Additionally, similar to the embodiment discussed above with respect to FIG. 14, FIG. 15A also illustrates an embodiment in which the cylinder axis 216 for the corresponding piston cylinder 60, which also can serve as the axis of motion along which the piston 68 is reciprocally displaced, is positioned to intersect the rotational axis 100 of the crankshaft 40, with the rotational axis 100 not being positioned at the center of the cam 82. However, similar to the embodiment discussed above with respect to FIG. 14, the central longitudinal axis 67 of the wrist pin 64 can be parallel to, but linearly offset from, the axis of motion 116, as indicated by the distance “X” in FIG. 15A. Such an offset of the wrist pin 64 can also provide the connecting rod 62 with an adjusted angle of attack relative to the piston 68 that can at least increase the duration of the discharge stroke, which can also facilitate an improved balance of the piston side load forces experience during the suction and discharge strokes.

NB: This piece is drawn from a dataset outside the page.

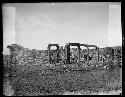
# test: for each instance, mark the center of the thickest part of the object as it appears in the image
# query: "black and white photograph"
(67, 48)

While the linear guide assembly 202 is discussed above with respect to being used with a slider crank mechanism 221 having offset features similar to those shown in at least FIG. 14, the linear guide assembly 202 can also be used with other slider crank mechanisms that can have other types of offset features or configurations. Additionally, the linear guide assembly 202 can also be used with slider crank mechanisms that do not utilize offset features.
While the above examples are discussed with respect to a single piston cylinder and piston, and the associated axis of motion thereof, similar offset features can also be incorporated for any, if not all, of the other piston cylinders, pistons, and the associated axis of motion and/or the associated diaphragm housings.
While the invention has been described in connection with what is presently considered to be the most practical and preferred embodiment, it is to be understood that the invention is not to be limited to the disclosed embodiment(s), but on the contrary, is intended to cover various modifications and equivalent arrangements included within the spirit and scope of the appended claims, which scope is to be accorded the broadest interpretation so as to encompass all such modifications and equivalent structures as permitted under the law. Furthermore it should be understood that while the use of the word preferable, preferably, or preferred in the description above indicates that feature so described may be more desirable, it nonetheless may not be necessary and any embodiment lacking the same may be contemplated as within the scope of the invention, that scope being defined by the claims that follow. In reading the claims it is intended that when words such as “a,” “an,” “at least one” and “at least a portion” are used, there is no intention to limit the claim to only one item unless specifically stated to the contrary in the claim. Further, when the language “at least a portion” and/or “a portion” is used the item may include a portion and/or the entire item unless specifically stated to the contrary.